Experiment 2: Green Quicksand
This experiment requires a Scientist Superintendent.
You will need newspaper to cover the work surface.
You will need per scientist:
1 Mixing bowl
1 cup water
2 cups dry cornstarch
small jar with lid
yellow and blue food coloring
spoon
small plastic or waxed paper cup
Procedure
1.Spread the newspaper over the work surface. Set a bowl in front of each scientist. Put 2 cups of cornstarch in each bowl.
2.Use the spoon to mix the yellow and blue food coloring in the paper cup until you have an acid-looking chartreuse color. (3 parts yellow to 1 part blue)

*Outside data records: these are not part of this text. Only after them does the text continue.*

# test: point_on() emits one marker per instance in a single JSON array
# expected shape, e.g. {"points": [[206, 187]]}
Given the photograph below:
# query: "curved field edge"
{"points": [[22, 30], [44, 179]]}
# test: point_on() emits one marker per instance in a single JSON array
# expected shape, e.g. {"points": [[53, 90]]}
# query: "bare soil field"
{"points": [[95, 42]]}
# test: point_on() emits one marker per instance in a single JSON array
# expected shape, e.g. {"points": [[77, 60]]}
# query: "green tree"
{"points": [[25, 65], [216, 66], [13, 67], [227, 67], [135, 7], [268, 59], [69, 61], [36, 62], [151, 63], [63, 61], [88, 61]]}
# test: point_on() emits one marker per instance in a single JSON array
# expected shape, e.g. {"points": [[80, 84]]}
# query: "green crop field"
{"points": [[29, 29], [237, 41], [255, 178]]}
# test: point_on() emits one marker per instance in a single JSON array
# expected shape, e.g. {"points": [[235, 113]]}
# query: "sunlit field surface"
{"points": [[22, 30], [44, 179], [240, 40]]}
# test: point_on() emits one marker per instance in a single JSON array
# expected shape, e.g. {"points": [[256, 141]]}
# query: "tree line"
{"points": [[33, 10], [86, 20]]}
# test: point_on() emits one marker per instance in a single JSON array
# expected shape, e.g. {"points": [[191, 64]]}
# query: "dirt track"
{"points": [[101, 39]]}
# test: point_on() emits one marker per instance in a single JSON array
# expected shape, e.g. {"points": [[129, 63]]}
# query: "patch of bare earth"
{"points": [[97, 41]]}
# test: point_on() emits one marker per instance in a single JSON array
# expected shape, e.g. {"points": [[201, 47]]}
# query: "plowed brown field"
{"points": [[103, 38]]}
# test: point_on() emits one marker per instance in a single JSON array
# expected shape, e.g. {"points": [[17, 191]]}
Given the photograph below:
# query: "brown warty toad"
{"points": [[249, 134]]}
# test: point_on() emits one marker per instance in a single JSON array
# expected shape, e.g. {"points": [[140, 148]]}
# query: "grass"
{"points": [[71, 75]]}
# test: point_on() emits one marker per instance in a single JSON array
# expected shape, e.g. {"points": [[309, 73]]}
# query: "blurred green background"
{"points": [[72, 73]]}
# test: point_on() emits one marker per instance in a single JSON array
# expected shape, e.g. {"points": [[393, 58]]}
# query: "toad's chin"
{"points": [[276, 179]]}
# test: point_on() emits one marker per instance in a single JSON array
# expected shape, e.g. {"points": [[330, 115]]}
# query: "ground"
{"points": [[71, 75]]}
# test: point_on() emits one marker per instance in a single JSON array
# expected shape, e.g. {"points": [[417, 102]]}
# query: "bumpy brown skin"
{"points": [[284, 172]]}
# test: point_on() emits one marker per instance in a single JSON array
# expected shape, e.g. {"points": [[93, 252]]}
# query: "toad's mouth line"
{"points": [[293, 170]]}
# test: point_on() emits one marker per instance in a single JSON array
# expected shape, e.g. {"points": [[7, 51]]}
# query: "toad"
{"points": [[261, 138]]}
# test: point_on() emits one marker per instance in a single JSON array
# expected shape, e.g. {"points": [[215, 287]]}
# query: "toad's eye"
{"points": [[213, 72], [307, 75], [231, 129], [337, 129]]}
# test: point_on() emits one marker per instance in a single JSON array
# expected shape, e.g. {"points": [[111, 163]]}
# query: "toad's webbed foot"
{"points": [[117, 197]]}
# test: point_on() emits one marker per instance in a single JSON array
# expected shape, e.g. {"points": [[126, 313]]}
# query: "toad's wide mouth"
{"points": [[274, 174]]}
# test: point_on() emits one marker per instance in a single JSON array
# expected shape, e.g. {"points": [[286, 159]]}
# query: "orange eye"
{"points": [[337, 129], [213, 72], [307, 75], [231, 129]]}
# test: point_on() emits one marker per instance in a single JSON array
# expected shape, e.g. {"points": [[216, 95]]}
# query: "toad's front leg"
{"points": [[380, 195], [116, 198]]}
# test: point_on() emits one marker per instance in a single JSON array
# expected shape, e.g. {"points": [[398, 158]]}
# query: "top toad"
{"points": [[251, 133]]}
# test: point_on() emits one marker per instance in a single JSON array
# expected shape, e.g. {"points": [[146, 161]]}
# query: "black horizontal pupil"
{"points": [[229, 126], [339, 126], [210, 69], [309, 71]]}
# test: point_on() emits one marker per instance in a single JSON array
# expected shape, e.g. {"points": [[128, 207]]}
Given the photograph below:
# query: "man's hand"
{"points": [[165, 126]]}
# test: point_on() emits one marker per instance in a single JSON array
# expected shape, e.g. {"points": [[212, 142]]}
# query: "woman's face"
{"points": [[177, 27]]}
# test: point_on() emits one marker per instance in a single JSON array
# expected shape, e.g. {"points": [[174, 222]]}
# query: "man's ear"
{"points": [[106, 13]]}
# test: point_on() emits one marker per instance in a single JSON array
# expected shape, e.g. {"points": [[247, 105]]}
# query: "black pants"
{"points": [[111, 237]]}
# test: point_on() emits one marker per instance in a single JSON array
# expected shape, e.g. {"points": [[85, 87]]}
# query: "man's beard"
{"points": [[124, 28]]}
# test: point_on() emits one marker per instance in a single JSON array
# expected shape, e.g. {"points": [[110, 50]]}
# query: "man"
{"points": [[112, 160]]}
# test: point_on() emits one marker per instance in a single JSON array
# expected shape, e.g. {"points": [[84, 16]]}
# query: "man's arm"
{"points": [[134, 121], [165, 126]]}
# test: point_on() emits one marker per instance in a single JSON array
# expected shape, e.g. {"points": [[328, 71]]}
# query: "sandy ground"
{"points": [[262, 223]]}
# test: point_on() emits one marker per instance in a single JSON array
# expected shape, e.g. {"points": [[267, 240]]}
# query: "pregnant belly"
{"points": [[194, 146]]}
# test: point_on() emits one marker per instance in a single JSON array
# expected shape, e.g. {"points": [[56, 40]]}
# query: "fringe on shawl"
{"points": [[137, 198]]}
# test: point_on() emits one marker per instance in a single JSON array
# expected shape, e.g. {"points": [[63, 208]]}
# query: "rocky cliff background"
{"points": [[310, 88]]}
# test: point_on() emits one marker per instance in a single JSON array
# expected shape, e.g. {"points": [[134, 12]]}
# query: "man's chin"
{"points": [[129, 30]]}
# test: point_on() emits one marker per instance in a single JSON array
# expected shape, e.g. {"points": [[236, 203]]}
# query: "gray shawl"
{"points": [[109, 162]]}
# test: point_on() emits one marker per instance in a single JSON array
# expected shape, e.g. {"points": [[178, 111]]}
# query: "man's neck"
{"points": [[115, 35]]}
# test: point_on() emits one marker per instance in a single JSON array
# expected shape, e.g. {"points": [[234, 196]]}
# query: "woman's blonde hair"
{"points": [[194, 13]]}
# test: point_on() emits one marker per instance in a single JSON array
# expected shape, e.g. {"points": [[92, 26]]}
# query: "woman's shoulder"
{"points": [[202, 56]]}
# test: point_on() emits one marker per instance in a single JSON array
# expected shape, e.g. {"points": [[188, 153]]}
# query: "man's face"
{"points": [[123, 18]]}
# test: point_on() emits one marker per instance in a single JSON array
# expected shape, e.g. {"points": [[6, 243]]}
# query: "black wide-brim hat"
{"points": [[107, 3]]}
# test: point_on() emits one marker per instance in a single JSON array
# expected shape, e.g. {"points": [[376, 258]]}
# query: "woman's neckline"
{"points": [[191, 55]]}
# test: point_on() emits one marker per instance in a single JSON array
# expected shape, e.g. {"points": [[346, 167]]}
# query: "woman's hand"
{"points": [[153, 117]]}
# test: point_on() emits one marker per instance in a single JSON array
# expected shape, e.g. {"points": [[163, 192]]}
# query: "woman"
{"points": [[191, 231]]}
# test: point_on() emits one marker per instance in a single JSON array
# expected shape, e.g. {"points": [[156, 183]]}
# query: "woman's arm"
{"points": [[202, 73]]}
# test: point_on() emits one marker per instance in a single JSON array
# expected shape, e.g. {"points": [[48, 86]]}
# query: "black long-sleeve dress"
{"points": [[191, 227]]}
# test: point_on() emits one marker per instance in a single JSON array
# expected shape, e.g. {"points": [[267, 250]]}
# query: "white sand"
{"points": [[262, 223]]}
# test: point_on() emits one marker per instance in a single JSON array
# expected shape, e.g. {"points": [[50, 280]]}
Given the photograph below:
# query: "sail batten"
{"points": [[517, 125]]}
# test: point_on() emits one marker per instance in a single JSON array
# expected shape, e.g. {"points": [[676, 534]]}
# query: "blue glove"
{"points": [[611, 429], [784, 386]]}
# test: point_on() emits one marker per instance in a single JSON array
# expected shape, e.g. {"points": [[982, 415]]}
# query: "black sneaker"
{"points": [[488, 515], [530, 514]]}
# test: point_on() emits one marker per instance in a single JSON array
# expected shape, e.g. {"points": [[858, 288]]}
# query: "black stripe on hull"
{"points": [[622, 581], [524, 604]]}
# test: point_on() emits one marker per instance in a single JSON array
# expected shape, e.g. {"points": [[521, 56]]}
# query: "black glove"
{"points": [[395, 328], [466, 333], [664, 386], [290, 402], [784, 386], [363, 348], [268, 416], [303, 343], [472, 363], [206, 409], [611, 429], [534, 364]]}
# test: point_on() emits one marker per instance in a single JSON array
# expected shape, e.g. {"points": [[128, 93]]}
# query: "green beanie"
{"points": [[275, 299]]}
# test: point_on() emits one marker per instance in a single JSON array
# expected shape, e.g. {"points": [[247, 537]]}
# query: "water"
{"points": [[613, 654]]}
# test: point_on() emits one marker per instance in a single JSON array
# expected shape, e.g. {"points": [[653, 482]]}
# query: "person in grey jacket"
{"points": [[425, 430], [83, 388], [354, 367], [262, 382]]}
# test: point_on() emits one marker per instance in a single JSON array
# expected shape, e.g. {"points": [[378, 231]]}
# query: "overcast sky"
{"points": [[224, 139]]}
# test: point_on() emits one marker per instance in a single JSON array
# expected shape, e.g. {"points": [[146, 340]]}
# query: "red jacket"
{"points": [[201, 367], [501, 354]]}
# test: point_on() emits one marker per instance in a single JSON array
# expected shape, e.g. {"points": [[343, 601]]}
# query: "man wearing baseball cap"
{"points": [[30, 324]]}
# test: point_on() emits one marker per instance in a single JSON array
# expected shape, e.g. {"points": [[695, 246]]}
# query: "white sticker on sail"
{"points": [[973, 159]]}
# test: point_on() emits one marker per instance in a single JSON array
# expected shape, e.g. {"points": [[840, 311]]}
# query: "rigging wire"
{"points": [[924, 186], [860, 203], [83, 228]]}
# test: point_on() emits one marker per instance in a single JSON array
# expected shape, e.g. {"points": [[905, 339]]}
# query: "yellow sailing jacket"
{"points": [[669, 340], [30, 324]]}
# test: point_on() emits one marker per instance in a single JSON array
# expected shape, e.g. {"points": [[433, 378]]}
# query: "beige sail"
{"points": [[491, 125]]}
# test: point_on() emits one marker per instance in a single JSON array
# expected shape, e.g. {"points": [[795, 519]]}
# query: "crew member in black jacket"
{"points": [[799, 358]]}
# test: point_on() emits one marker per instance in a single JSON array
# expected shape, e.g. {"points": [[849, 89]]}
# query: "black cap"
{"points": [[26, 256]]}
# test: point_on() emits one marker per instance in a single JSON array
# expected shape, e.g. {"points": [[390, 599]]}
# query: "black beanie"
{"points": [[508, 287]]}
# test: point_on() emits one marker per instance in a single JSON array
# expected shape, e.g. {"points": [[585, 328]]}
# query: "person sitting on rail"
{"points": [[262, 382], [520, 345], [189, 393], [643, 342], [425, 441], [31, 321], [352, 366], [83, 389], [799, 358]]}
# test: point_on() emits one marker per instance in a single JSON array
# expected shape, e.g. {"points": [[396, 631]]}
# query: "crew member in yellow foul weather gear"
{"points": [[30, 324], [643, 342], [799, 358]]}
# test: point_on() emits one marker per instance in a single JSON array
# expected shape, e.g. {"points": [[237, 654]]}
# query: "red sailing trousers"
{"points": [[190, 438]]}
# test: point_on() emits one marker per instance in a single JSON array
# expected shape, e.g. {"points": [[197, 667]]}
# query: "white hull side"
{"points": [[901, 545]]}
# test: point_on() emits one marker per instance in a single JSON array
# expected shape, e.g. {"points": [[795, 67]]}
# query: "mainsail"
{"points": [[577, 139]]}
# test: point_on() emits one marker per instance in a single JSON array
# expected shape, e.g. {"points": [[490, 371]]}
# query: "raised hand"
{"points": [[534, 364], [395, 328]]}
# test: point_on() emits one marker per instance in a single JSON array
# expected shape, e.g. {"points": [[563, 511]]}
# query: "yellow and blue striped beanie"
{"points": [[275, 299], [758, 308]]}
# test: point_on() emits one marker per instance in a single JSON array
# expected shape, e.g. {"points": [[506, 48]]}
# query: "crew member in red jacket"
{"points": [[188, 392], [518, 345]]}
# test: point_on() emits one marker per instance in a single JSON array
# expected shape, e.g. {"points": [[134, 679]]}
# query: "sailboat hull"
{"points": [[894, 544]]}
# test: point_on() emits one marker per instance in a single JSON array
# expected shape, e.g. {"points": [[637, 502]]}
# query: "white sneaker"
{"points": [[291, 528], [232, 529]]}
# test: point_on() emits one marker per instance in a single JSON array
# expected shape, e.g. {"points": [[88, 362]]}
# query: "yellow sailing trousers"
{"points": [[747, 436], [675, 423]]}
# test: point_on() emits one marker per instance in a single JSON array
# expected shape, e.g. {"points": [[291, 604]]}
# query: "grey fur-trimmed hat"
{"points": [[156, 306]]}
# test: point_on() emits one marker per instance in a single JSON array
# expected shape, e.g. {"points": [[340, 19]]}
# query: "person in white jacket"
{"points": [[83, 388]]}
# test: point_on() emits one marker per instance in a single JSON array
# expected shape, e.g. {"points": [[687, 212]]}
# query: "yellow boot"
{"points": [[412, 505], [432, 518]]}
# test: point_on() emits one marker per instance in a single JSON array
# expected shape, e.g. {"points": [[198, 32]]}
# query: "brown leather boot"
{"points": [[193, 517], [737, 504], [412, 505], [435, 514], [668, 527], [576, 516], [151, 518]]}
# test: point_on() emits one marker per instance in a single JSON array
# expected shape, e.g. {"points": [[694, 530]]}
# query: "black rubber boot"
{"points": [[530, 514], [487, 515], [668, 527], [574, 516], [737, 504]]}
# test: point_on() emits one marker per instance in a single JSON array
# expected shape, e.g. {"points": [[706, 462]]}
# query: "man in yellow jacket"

3.Mix the color into the cornstarch.
4.Slowly add water to the colored cornstarch. Have scientists put on their rubber gloves and then mix it thoroughly with their hands.
5.When the mix feels liquid while mixing, but feels solid when it is tapped or pressed you have quicksand. Spoon it into the jar and close the lid to keep it from drying out.
Experiment 3: Bottle Blowing Balloon
Inflate a balloon without blowing into it.
You will need for each scientist:
1 regular rubber balloon
4 Tablespoons of white vinegar
2 Tablespoons of baking soda
1 clean bottle
1 funnel
1. Pour the vinegar into a clean bottle.
2. Using a funnel, fill a balloon with baking soda.
3. Carefully place the open end of the balloon over the open end of the bottle, making sure the balloon ends are down around the mouth of the bottle.
Surprise! The balloon will inflate by itself! The gas from the combination of the baking soda and vinegar inflates the balloon.
Experiment 4: Orange Peel Fireworks
Have scientists form teams. This experiment requires a Scientist Superintendent.
You will need for each team:
Oven mat or other fireproof surface
Taper candle
Candleholder with sturdy base
Matches
Orange peels in a bowl
1.Cover the tabletop with the oven mat. Fix the candle in the candleholder and sit it on the mat. Set the basket of orange peels nearby.
2.Dim the lights and light the candle. With an adult scientist supervising, each guest should take turns picking up a piece of orange peel and squeezing it over the bowl, then quickly flicking the oils from the peel through the candle flame. Fireworks!
Experiment 5: Molecules
You will need for each scientist:
2 to 6 toothpicks
6 to 8 gumdrops
This one is easy. Connect gumdrops with toothpicks to form molecules. Scientists can take them home and eat the gumdrops later.